A Parliamentary committee tasked with recommending options for the government to recognise Aboriginal and Torres Strait Islanders in the Australian Constitution has suggested a referendum on the issue must preserve the Commonwealth’s ability to make laws with respect to Aboriginal and Torres Strait Islander peoples.
In an interim report released this week, the Joint Select Committee on Constitutional Recognition of Aboriginal and Torres Strait Islander Peoples suggested that a successful referendum could preserve those powers while offering new protections to ensure they were not used to adversely discriminate against Aboriginal and Torres Strait islander peoples.
The Committee, which is chaired by Liberal Member for Hasluck, Ken Wyatt – one of only two Aboriginal people in federal Parliament – held off making direct recommendations but outlined the key areas of debate facing the government as it attempts to draft a proposition capable of passing at a referendum.
Most attention is given to options that involve inserting clauses recognising Aboriginal and Torres Strait Islander peoples as the first occupants of the continent, as well as their ongoing connection to its land and waters.
While the idea of attaching a preamble to the Constitution is discussed, the report also outlines serious objections to such a process.
At the heart of the dilemma is how a referendum would approach Section 51(xxvi) of the Constitution, known as the ‘race powers’, which allow the Parliament to make laws for “people of any race for whom it is deemed necessary to make special laws”.
The landmark 1967 referendum removed an exemption to Aboriginal people originally contained in this section, allowing the Commonwealth to make laws in regards to them. However, according to the report, concerns remain that the section “could be used to enact laws that discriminate against the people of any race”.
This has happened three times since the 1990s – in the Hindmarsh Islands affair, in the Wik debate, and to launch the NT intervention.
An Expert Panel convened to examine the question of Constitutional recognition previously reported that a large majority of the Australian community support changing the section.
While acknowledging such feelings, the report notes that changes risk invalidating key legislation, including the Native Title Act.
“For this reason, the committee agrees with the Expert Panel that changes to the existing terms of section 51(xxvi) should be accompanied by a new legislative power in order to achieve continuity with the Commonwealth’s power to make laws for Aboriginal and Torres Strait Islander peoples,” the report noted.
The report also examines a proposal made by the Expert Panel to insert a new section into the Constitution which would enshrine the Racial Discrimination Act, preventing parliament from suspending it as it did in the NT intervention legislation.
The proposal– which is shaping up as key battle ground – has been backed by legal academics such as Professor Megan Davis and could allow for litigation against Commonwealth programs which breach the section.
This option is seen as offering stronger protection against discrimination than other proposals which would insert safe-guards guaranteeing any laws made in regards to Aboriginal and Torres Strait Islander people would not “discriminate adversely against them”.
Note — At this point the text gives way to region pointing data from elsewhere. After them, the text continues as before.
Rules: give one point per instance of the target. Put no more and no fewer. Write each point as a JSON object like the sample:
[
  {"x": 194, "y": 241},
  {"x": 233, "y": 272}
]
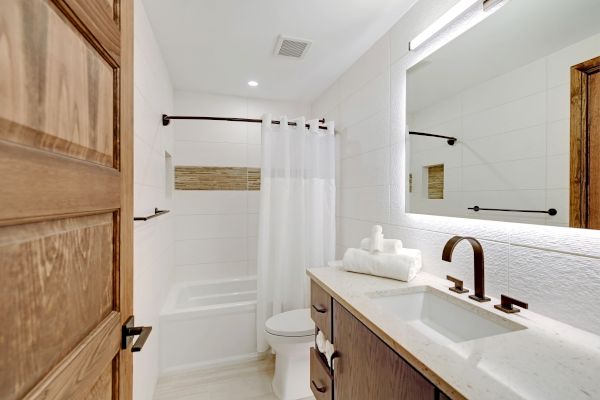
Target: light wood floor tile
[{"x": 245, "y": 381}]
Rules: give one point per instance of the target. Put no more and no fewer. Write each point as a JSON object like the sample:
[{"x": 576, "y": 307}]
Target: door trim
[{"x": 579, "y": 148}]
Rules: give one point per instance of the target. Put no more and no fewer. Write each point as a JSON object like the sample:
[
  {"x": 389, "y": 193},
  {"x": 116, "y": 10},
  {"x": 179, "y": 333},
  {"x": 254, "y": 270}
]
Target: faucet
[{"x": 478, "y": 265}]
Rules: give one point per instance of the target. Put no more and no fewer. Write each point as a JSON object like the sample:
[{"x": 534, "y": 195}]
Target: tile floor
[{"x": 245, "y": 381}]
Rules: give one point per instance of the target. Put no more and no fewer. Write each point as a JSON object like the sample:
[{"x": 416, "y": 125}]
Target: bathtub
[{"x": 208, "y": 322}]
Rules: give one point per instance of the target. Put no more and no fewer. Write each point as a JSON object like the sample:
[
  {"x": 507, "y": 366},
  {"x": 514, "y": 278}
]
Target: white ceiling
[
  {"x": 219, "y": 45},
  {"x": 519, "y": 33}
]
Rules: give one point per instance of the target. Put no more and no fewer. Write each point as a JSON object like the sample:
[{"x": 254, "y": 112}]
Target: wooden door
[
  {"x": 585, "y": 145},
  {"x": 367, "y": 369},
  {"x": 65, "y": 198}
]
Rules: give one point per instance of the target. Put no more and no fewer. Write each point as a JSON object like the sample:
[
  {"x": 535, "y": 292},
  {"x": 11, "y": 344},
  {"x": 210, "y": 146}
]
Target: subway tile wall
[
  {"x": 216, "y": 231},
  {"x": 556, "y": 269},
  {"x": 154, "y": 240}
]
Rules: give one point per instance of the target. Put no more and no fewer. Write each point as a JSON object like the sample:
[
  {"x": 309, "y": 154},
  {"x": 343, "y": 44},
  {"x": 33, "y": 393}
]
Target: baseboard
[{"x": 221, "y": 362}]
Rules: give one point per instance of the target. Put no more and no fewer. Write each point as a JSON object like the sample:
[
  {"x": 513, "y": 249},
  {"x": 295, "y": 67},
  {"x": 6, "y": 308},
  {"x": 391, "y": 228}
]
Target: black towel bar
[{"x": 157, "y": 213}]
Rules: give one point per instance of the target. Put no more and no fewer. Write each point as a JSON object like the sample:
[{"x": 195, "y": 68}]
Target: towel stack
[{"x": 383, "y": 257}]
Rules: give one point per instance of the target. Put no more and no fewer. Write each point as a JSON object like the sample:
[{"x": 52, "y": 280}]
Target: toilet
[{"x": 290, "y": 335}]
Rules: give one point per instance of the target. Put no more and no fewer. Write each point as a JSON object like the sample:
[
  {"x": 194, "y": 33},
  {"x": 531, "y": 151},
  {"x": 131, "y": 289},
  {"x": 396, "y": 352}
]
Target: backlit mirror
[{"x": 516, "y": 101}]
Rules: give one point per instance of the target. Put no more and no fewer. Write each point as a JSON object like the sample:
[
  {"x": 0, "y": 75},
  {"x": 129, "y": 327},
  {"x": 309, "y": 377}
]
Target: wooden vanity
[{"x": 364, "y": 366}]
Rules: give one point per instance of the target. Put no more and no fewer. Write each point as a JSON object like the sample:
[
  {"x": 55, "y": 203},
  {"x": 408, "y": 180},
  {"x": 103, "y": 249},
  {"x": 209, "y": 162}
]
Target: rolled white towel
[
  {"x": 390, "y": 246},
  {"x": 329, "y": 350},
  {"x": 403, "y": 266},
  {"x": 376, "y": 242},
  {"x": 320, "y": 340}
]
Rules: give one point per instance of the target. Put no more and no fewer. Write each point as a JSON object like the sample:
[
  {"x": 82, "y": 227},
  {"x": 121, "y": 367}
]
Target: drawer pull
[
  {"x": 320, "y": 389},
  {"x": 320, "y": 309}
]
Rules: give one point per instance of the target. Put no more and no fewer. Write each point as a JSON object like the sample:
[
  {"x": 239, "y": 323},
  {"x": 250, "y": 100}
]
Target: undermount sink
[{"x": 441, "y": 316}]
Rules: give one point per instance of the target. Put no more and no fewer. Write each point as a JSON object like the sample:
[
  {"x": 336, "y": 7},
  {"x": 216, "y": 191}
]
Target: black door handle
[
  {"x": 320, "y": 389},
  {"x": 320, "y": 309},
  {"x": 129, "y": 331}
]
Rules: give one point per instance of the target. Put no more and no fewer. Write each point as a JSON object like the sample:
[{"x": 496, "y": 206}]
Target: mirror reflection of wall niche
[{"x": 503, "y": 90}]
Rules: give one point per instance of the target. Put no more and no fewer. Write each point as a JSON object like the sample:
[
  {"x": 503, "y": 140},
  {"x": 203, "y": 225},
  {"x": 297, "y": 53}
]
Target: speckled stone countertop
[{"x": 548, "y": 360}]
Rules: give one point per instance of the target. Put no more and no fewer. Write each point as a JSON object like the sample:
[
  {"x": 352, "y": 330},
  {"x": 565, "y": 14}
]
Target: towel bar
[{"x": 551, "y": 211}]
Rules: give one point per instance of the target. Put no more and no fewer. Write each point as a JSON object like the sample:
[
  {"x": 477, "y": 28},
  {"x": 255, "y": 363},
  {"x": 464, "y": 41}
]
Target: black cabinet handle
[
  {"x": 320, "y": 309},
  {"x": 320, "y": 389}
]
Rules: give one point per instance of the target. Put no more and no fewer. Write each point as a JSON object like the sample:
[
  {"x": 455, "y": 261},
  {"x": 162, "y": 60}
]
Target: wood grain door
[
  {"x": 65, "y": 198},
  {"x": 585, "y": 145}
]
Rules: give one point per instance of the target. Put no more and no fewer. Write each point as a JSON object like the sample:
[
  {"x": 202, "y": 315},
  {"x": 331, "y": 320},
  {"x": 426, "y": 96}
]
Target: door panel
[
  {"x": 61, "y": 275},
  {"x": 66, "y": 198}
]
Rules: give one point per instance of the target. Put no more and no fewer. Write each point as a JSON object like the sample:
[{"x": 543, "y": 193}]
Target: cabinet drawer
[
  {"x": 321, "y": 382},
  {"x": 320, "y": 309}
]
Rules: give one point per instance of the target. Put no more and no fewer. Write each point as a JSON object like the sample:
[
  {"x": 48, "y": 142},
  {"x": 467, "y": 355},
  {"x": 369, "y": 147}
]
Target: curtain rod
[
  {"x": 167, "y": 119},
  {"x": 451, "y": 140}
]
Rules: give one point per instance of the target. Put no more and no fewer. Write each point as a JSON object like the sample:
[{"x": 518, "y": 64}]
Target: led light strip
[{"x": 489, "y": 6}]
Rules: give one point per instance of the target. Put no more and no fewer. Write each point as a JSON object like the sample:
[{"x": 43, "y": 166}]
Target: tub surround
[
  {"x": 208, "y": 323},
  {"x": 547, "y": 360}
]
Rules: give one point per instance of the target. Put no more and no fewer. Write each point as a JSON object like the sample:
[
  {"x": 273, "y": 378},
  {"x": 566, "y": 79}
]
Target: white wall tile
[
  {"x": 568, "y": 293},
  {"x": 154, "y": 240},
  {"x": 214, "y": 250},
  {"x": 372, "y": 64},
  {"x": 210, "y": 226},
  {"x": 209, "y": 154},
  {"x": 370, "y": 168},
  {"x": 210, "y": 202}
]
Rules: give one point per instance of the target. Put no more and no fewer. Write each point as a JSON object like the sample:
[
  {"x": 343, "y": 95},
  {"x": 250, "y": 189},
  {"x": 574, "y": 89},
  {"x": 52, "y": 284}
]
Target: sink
[{"x": 441, "y": 316}]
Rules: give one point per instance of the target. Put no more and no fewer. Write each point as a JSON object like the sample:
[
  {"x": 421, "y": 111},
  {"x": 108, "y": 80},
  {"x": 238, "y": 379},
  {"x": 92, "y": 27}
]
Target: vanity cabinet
[{"x": 364, "y": 366}]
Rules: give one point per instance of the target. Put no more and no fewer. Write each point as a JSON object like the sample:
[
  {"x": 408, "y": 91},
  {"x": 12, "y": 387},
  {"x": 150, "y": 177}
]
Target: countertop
[{"x": 548, "y": 360}]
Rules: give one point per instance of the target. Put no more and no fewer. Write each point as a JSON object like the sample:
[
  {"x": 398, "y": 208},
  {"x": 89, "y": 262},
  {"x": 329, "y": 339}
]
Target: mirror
[{"x": 500, "y": 97}]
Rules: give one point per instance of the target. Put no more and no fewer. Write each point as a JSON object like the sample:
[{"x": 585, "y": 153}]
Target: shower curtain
[{"x": 297, "y": 214}]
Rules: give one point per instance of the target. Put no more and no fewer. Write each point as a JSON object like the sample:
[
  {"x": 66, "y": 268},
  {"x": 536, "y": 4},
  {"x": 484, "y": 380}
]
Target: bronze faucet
[{"x": 478, "y": 253}]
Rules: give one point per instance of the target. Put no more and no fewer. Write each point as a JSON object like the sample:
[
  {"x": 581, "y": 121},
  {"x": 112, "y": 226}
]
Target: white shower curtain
[{"x": 297, "y": 214}]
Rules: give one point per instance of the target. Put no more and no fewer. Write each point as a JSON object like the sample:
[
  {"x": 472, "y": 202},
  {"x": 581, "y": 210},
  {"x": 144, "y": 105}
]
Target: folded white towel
[
  {"x": 390, "y": 246},
  {"x": 403, "y": 266},
  {"x": 320, "y": 340},
  {"x": 329, "y": 350},
  {"x": 376, "y": 242}
]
However, the committee also received advice that it would be “likely to have wide-reaching application and be heavily litigated” and could have “potential for divisive debate about [the referendum’s]merits.”
In one of the more decisive statements made in the report, the committee indicated it was unlikely to support a distinct recognition of Aboriginal and Torres Strait Islander languages.
The report also backed calls for a section of the constitution that references the ability of states to bar members of a certain race from voting to be repealed.
“The committee is not persuaded of the section’s ongoing utility, and considers that it can be removed without consequential effects to the Constitution,” it said.
While the committee’s final report is due in June 2015, Minister for Indigenous Affairs Nigel Scullion has promised a draft proposal for changes to the Constitution would be ready for public examination this year.
The broad proposal to recognise Aboriginal and Torres Strait Islander peoples in the Constitution currently has support from both the major parties, as well as the Greens, but there is strong – and growing — opposition in Aboriginal communities.